STATIONS (if dogs are comfortable with food being thrown towards other dogs without trying to take it themselves then can work with multiple dogs present – if not then teach individual initially)
-          Use visual marker for each dog (mats on the floor)
-          Name the dog and throw a piece of food to the relevant mat
-          Repeat with all dogs, quickly enough for the dogs to keep themselves on their own mats
-          Practice first without dogs if your aim is poor!
-          If a dog leaves their mat then don’t throw a treat until they take themselves back to their specific mat – guide them by moving towards their mat yourself if you have to
-          Pick up all the mats after the session
-          Use of food toys on mats can be useful during times when prolonged calmness is required – eg: cooking or visitors
Invest in making specific behaviours rewarding right from day one. Anything which removes uncertainty and allows dog to predict environment helps to maintain calmness.
-          Establish individual sleeping areas, feeding stations etc
-          Feed in same order/same places
-          Specific places within car/furniture
-          Use food to reward calmness when attaching the lead.
-          Use a release cue when allowing off-lead so dog has to demonstrate calmness before being allowed to run free as a consequential reward.
-          Decide if you: need a group recall/will reward any dog for coming to another dog’s recall cue/you will only reward individual specific recalls > there are pros and cons to each outcome however if you decide you need a group recall you need to teach it in a way that the newest dog cannot ignore it.
‘ENOUGH CUE’ – taught as a positive interrupter this informs the dog to ‘stop whatever you’re doing and come to me for a treat’ (a recall from distractions)
-          Very specific cue for specific contexts such as play so easier to maintain 100% success
-          Tone of voice is light, non-threatening, fun
To teach – condition the word first in a minimally distracting environment where all dogs are paying attention. Say “enough” in loud, happy voice and give a treat to each dog. Repeat whenever and wherever possible. Once primed then progress to using the cue when two dogs are playing gently and at low levels of arousal. Progress to increasing arousal levels. Keep the cue very specifically play-related.
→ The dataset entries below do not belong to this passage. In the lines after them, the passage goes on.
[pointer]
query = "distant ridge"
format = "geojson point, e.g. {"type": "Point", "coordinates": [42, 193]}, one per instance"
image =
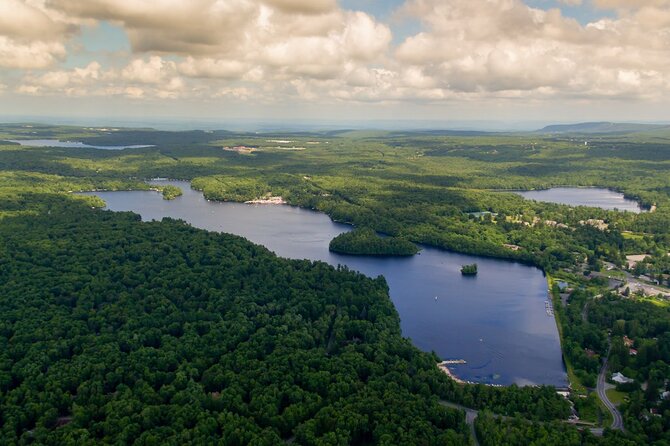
{"type": "Point", "coordinates": [599, 128]}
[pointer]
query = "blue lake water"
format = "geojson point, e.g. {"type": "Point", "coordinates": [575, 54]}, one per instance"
{"type": "Point", "coordinates": [69, 144]}
{"type": "Point", "coordinates": [584, 196]}
{"type": "Point", "coordinates": [496, 321]}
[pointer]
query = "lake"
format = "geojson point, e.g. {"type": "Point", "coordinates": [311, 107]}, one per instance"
{"type": "Point", "coordinates": [496, 321]}
{"type": "Point", "coordinates": [69, 144]}
{"type": "Point", "coordinates": [584, 196]}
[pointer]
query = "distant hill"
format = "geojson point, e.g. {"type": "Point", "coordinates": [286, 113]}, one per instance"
{"type": "Point", "coordinates": [599, 128]}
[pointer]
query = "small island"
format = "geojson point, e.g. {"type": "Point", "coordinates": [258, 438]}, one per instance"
{"type": "Point", "coordinates": [469, 270]}
{"type": "Point", "coordinates": [365, 241]}
{"type": "Point", "coordinates": [171, 192]}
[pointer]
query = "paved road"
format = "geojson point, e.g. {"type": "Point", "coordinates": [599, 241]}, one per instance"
{"type": "Point", "coordinates": [471, 416]}
{"type": "Point", "coordinates": [602, 394]}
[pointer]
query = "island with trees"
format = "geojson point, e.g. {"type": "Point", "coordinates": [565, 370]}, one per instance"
{"type": "Point", "coordinates": [469, 270]}
{"type": "Point", "coordinates": [171, 192]}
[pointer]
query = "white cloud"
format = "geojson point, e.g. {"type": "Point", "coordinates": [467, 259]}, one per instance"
{"type": "Point", "coordinates": [314, 50]}
{"type": "Point", "coordinates": [31, 36]}
{"type": "Point", "coordinates": [492, 46]}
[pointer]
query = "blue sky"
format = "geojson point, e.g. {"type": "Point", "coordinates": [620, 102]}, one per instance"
{"type": "Point", "coordinates": [469, 59]}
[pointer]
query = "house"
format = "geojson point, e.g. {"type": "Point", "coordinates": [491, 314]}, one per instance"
{"type": "Point", "coordinates": [628, 342]}
{"type": "Point", "coordinates": [634, 259]}
{"type": "Point", "coordinates": [620, 379]}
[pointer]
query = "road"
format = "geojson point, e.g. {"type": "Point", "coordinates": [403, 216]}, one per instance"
{"type": "Point", "coordinates": [471, 416]}
{"type": "Point", "coordinates": [602, 394]}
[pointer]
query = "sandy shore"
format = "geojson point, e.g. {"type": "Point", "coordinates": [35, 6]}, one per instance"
{"type": "Point", "coordinates": [268, 200]}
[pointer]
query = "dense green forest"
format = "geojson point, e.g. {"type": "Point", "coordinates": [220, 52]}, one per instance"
{"type": "Point", "coordinates": [421, 187]}
{"type": "Point", "coordinates": [365, 241]}
{"type": "Point", "coordinates": [113, 329]}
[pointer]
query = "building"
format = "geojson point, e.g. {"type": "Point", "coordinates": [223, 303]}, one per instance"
{"type": "Point", "coordinates": [620, 379]}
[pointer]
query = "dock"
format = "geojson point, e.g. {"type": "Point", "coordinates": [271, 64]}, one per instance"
{"type": "Point", "coordinates": [453, 361]}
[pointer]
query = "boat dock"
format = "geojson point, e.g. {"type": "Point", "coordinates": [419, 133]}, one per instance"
{"type": "Point", "coordinates": [549, 308]}
{"type": "Point", "coordinates": [453, 361]}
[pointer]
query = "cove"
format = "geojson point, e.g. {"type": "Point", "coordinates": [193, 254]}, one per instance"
{"type": "Point", "coordinates": [496, 321]}
{"type": "Point", "coordinates": [584, 196]}
{"type": "Point", "coordinates": [69, 144]}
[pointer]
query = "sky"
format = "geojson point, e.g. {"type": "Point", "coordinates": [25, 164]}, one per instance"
{"type": "Point", "coordinates": [441, 61]}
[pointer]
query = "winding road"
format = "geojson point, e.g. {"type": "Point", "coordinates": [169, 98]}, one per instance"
{"type": "Point", "coordinates": [602, 394]}
{"type": "Point", "coordinates": [472, 414]}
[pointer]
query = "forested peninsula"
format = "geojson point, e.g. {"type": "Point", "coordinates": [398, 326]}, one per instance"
{"type": "Point", "coordinates": [365, 241]}
{"type": "Point", "coordinates": [117, 331]}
‘BIG TROUBLE’ CUE – a warning cue that interrupts behaviour by informing the dogs that if they do not respond to this cue they will be gently removed from the situation by the owner/be placed on lead as necessary. This removes the need to shout and offers the dog an opportunity to remove himself in response to the cue. It is a conditioned punisher however is useful to reinforce the body language of the dogs under harassment and to alleviate growing tension within a highly-aroused situation. It also prevents a dog rehearsing undesirable behaviour. Ownes also need to heavily reinforce appropriate choices and any decisions to move away in response to signals from the other dog rather than waiting for the owner to step in with the “big trouble” cue.
To teach – use the cue “big trouble” immediately before calmly and quietly stepping in to remove/place a dog onlead who is over-aroused/harassing another dog. Wait for everyone to be calm before releasing the removed dog and simply calmly repeat if the harassment continues.
Owners of multi-dog households
·         Can often feel overwhelmed, especially where each dog has an individual-specific need or variety of needs
·         Need to feel empowered by workable and realistic solutions not daunted by unachievable objectives
·         Likely to require frequent follow-ups to maintain momentum and understanding – once a week to begin with
·         Management strategies – would a dog-walker help? Can layouts be changed with child-gates etc to provide each dog with more space/security to reduce arousal in the short term?
·         The plan should include priorities for the family – quick wins! Once we have a plan we feel more in control – even if we never implement the plan!